PKK Lideri Abdullah Öcalan’ın çağrısı üzerinde açlık grevi ve ölüm orucuna son veren tutuklular cezaevi yönetimlerinin keyfi uygulamalarından kaynaklı tedavi olamıyor. Tutuklular 26 Mayıs’ta eylemlerine son vermesine rağmen tedavi edilmedikleri için fiili açlık grevi eylemine devam ediyor ve sağlık durumları hayati riskini koruyor. Ölüm orucunda yer alan tutuklulardan biri olan Sena Efe, ailesi ile yaptığı telefon görüşmesinde eylemlerinin sona ermesinin ardından açlık grevindekilerin yaşadığı zorlukları anlattı. Patnos L Tipi Cezaevi’nde kalan Sena Efe, Abdullah Öcalan’ın çağrısı ile eylemlerini sonlandırdıklarını belirterek, “Eylemimizin sona ermesinin ardından cezaevi yönetimi bazı sorunlar yarattı. Ölüm orucundan yeni çıkmamıza rağmen bize katı yiyecekler getirdiler” dedi. Kendisinin ve diğer arkadaşlarının rahatsızlanması sonucu cezaevi idaresine acile gitmek istediklerini belirttiklerini ifade eden Sena Efe şöyle devam etti: “Bunun üzerine 1. müdür acile götürülmemize karşı gelerek, ‘Eyleminize nasıl başladıysanız öyle bitirin’ dedi bize. Arkadaşların tepkisi üzerine bizi acile kaldırmak zorunda kaldılar. Doktora aylardır açlık grevinde olduğumuzu anlattık. Oradaki sağlıkçılar da neden cezaevi idaresi bizi bilgilendirmedi diye tepki gösterdi. Biz de bu cezaevi idaresinin sorunu, siz bizi tedavi etmekle yükümlüsünüz dedik.”

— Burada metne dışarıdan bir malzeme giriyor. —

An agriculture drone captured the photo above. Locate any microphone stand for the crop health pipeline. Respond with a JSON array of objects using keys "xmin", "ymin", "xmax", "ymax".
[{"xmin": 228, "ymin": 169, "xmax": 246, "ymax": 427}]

‘Sakat kalmamızı istiyorlar’
Ölüm orucundan çıkan Burhan Şık, Faysal Atak ve Şefik Kayhan ile hastaneye sevk edildiklerini söyleyen Efe, “Doktorlara durumumuzu anlattık, ‘tamam serum vereceğiz’ dediler. Bizi saatlerce bir odada beklettiler. Cezaevi askeri komutanı ise tedavi olmamızı engelleyerek hastaneden koğuşlarımıza geri getirdi bizi. Daha sonra cezaevi idaresi tedavinizi yaptıracağız dedi ama şimdiye kadar tedavi edilmedik. Cezaevi idaresi düşmanca bir tutum takınmış durumda. İstiyorlar ki grevden sonra sakat kalalım, hastalık kalsın bizde. Özellikle 1. Müdür Ahmet Ergün’ün yaklaşımı bu şekilde” diye konuştu
Annelerin ellerinden öperim
Bulundukları Patnos L Tipi Cezaevi’ne mutlaka bağımsız bir heyetin gitmesi gerektiğine vurgu yapan Sena Efe devamında şunları söyledi: “Eğer buraya dışarıdan bir heyet gelmezse, 1. müdür canımıza kast etmiş durumda. Dışarıdaki insan hakları kurumları bu konu üzerinde durmalıki arkadaşlarımız zarar görmesin. Ölüm orucu ve grevden çıkan herkes doğru düzgün bir şey yiyip, içemiyor. Durumumuz açlık grevindeki gibi.” Son olarak kendilerini için direnişin devam ettiğinin altını çizen Sena Efe, “Tecrit parçalandı ama sonlanmadı. Tecridin tamamen ortadan kaldırılması dışarıdakilerin tutumuna bağlı. Bize destek olan beyaz tülbentli annelerimize teşekkür ediyoruz, ellerinden öpüyoruz. Bu direnişin bir parçası olan herkese teşekkür ediyoruz” mesajını verdi.